How Oxford Street might look under the mayor’s plan to make it traffic-free
How Oxford Street might look under the mayor’s plan to make it traffic-free (GLA)

Which is, of course, a smashing idea. Who wouldn’t want to spend an afternoon taking a constitutional from the souvenir shops clustered near the big McDonald’s at Tottenham Court Road Tube, past the empty husks of long-extinct department stores and the vape and oud shops with their noxious clouds that catch the passer-by by the throat, all the way to the Marble Arch gyratory?

Pedestrianisation looks good on paper and is wildly popular with Londoners sick of their roads being clogged with traffic – but it will not be the panacea for cleaner air and “active travel” that Khan thinks. There will be unintended consequences, creating new conflict for those on foot.

Khan’s plan is guaranteed to infuriate black cabbies, which may be in the back of the mayor’s mind (and never a bad thing in my book): taxis, along with buses, currently have the run of Oxford Street. But the traffic-free masterplan means the elderly shopper or busy mum will no longer be able to hop on a double-decker outside John Lewis or hail a cab outside Selfridges.

Oddly, there is no clear reference in the mayor’s blueprints to what happens to those on bikes. And if anyone is going to muck up Khan’s Arcadian vision, it’s cyclists.

Thanks to it being such a straight, east-west route, Oxford Street already clocks up 4,500 bike journeys a day, and without so much as a cycle lane by way of special infrastructure.

My suspicion is that cyclists will nominally be banned from the street, re-routed with other traffic onto nearby roads or required to dismount. But who exactly is going to make them?

Under Sadiq Khan’s traffic-free masterplan for Oxford Street, shoppers will no longer be able to hop on a double-decker bus outside John Lewis or hail a cab outside Selfridges
Under Sadiq Khan’s traffic-free masterplan for Oxford Street, shoppers will no longer be able to hop on a double-decker bus outside John Lewis or hail a cab outside Selfridges (GLA)

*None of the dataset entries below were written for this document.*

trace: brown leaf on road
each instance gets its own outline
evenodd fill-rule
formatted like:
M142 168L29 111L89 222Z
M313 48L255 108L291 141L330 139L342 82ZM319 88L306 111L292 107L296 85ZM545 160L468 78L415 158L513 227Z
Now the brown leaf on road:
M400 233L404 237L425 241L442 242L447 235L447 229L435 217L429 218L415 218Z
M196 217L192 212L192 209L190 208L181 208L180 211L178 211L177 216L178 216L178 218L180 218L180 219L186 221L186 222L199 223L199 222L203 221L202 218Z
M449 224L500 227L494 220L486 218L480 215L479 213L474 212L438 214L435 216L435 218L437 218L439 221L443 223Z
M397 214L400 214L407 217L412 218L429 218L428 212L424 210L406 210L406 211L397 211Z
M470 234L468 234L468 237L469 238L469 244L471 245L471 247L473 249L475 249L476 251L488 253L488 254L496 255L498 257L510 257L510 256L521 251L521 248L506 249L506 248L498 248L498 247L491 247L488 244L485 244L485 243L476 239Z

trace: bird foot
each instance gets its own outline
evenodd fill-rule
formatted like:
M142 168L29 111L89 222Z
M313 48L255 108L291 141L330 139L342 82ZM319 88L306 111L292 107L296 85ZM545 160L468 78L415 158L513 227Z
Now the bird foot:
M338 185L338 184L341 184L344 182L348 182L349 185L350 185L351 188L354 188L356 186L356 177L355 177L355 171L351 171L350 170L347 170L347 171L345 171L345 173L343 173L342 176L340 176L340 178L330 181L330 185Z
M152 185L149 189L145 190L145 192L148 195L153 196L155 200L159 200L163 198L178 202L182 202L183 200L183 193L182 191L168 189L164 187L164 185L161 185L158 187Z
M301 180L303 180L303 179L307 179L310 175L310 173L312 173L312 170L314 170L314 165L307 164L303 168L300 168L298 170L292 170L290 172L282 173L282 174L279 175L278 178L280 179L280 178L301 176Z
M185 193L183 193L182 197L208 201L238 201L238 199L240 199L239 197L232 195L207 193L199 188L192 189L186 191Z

When it comes to policing cyclist behaviour, pedestrians know to their cost how well that works. Many will bear if not scars, then bruises – like the one on my forearm, from the guy whose handlebars clipped me as he sailed past me on the pavement.

Literally nobody stops bikes from being ridden on our paths. When it gets out that there’s a mile-long stretch of smooth, lawless, car-free road in central London, I predict it will become the speedway of choice for oiks pulling wheelies and practising bunny hops, or freewheeling through the crowds for fun.

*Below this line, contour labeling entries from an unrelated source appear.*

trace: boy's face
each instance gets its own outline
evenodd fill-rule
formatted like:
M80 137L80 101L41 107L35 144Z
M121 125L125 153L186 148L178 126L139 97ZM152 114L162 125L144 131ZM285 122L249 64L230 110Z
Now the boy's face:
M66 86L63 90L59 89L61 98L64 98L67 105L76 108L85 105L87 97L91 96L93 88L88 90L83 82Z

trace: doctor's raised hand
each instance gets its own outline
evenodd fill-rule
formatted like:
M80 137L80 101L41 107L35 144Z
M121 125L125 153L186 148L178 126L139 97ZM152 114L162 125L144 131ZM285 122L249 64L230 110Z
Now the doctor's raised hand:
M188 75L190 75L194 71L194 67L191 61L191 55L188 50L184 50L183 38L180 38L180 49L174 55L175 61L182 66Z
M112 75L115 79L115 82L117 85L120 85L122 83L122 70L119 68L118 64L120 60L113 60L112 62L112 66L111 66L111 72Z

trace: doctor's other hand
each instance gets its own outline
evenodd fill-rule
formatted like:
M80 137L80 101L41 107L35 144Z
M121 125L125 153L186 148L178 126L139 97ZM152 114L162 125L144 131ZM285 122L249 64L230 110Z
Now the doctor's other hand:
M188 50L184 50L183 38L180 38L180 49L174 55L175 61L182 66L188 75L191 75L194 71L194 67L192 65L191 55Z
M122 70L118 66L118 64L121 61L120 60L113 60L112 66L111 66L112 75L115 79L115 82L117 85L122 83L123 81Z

If you want to see in miniature what might happen, join the shoppers trying to cross the pedestrian bridge from Stratford station to the nearby Westfield. No cycling, skating or skateboarding, say the signs, put up when to attempt it on foot had become downright treacherous… but still, nobody stops them.

The idea that cyclists could be left to simply weave through shoppers makes me a little queasy. A fortnight ago, a phone-snatcher was filmed stealing a woman’s mobile in broad daylight on Oxford Street before calmly making off on his e-bike. And what of lawless delivery riders in a hurry? Or those vulgar and dangerous rickshaws (how’s that crackdown going, mayor?)

Khan’s measure may help London steal a march on rival big cities. Having experimented with car-free Sundays, Anne Hidalgo, the French capital’s mayor – the one who gamely went for a dip in the Seine before this summer’s Olympics to prove the water was sufficiently e.coli-free to host swimming events – has pushed through her plan to pedestrianise the Champs-Élysées’s eight lanes. But that won’t happen before the end of the decade. However, her “re-enchantment” (sounds even better in French) might have more impact than London’s because 90 per cent of Parisians last year voted to ban rental e-scooters which had made the place hellish.

For me, a pedestrianised Oxford Street will remain a place to either avoid or endure. And at least there’ll now be lots more space in the West End to badly park a Lime bike with the usual disregard for pedestrians.